After a slight pause, Adam barely whispered, "Yes."

"I felt that something must have happened between you two at the engagement party. Am I right?" Adam slightly nodded in response. "My guess is that she's in love with you and let you know. Why does Lucy disturb you?" Ben was stumbling in the dark, feeling his way but when he saw how Adam turned to look at him, Ben knew he was correct in his surmise that Lucy had somehow touched Adam in a manner more than as an old acquaintance.

"I…," Adam said quietly, "she disturbs me-she's so young and so…. And you're right, she told me she loved me and I kissed her. I never should have-I shouldn't have led her on, had her think I cared. I don't. I don't love her but I can't stop thinking about her. It's just lust-desire I feel-she's so young and vulnerable and I want to have her but she deserves someone who loves her, who cherishes her and that's not me. I don't love her, can't love her but if she would let me, I would have her. I would take her and then leave her lying there on her back with nothing to hope for." Adam sat silent for a moment and then, with almost a sense of desperation, Adam said, "I'm having the worst time struggling with this, Pa. It doesn't matter what I do. If I go to town and visit the cat house, I still come out thinking about her. I close my eyes and see her face in front of me, feel her lips on my cheek where she kissed me and her hands on mine and I just want to destroy her for what she's done to me."

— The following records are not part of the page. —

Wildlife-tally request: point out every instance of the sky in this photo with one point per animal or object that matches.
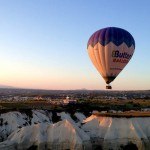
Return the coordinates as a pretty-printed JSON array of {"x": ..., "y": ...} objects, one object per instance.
[{"x": 43, "y": 43}]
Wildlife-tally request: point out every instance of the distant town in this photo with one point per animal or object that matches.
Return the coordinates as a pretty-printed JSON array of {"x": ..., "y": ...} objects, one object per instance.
[{"x": 75, "y": 100}]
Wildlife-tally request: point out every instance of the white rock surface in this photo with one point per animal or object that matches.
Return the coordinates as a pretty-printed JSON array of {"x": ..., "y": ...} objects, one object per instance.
[{"x": 85, "y": 133}]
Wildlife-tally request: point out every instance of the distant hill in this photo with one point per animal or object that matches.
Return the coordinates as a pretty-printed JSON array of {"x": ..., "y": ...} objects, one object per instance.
[{"x": 6, "y": 86}]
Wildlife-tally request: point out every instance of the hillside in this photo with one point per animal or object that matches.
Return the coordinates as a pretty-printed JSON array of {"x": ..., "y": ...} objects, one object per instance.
[{"x": 51, "y": 130}]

"What is it that she's done that's so awful, Adam? Make you feel some emotion that you thought you had buried? Let me tell you something, Adam, and then I'll leave. You can't kill your feelings. You can deaden them with alcohol if you choose, deaden them in consorting with whores and try to wipe out your thoughts by working yourself half to death, but no matter how much you try to drown them, they'll always rise to the surface and maybe you should just stop trying to fight the feelings that Lucy stirs up in you and act on them. Not the violent desire to smother them, but the desire, the need to have someone love you. Despite your wanting to avoid feeling anything, you can't deny that the need to be loved is still alive in you and if Lucy loves you, and I believe she does, then you should drop to your knees and thank God that you haven't become so alienated from humanity that no one could love you. Remember when you were small and would sit on the floor to read or play with your toys and one of your legs would fall asleep? Remember how it would hurt when the feeling came back? Well, emotions, feelings, are the same way. When they come back, when you start to feel them again, it hurts. And that's all I have to say." And with that, Ben stood up and went up the stairs to bed.

And Adam sat and felt overwhelming sadness; he wanted to feel love again-to be loved and to hold a woman in his arms that he adored-but he couldn't allow it. He wished that the last five years had never happened and he also knew that despite what anyone else thought, he was a coward; he was afraid of feeling love again, afraid of any more pain in his life.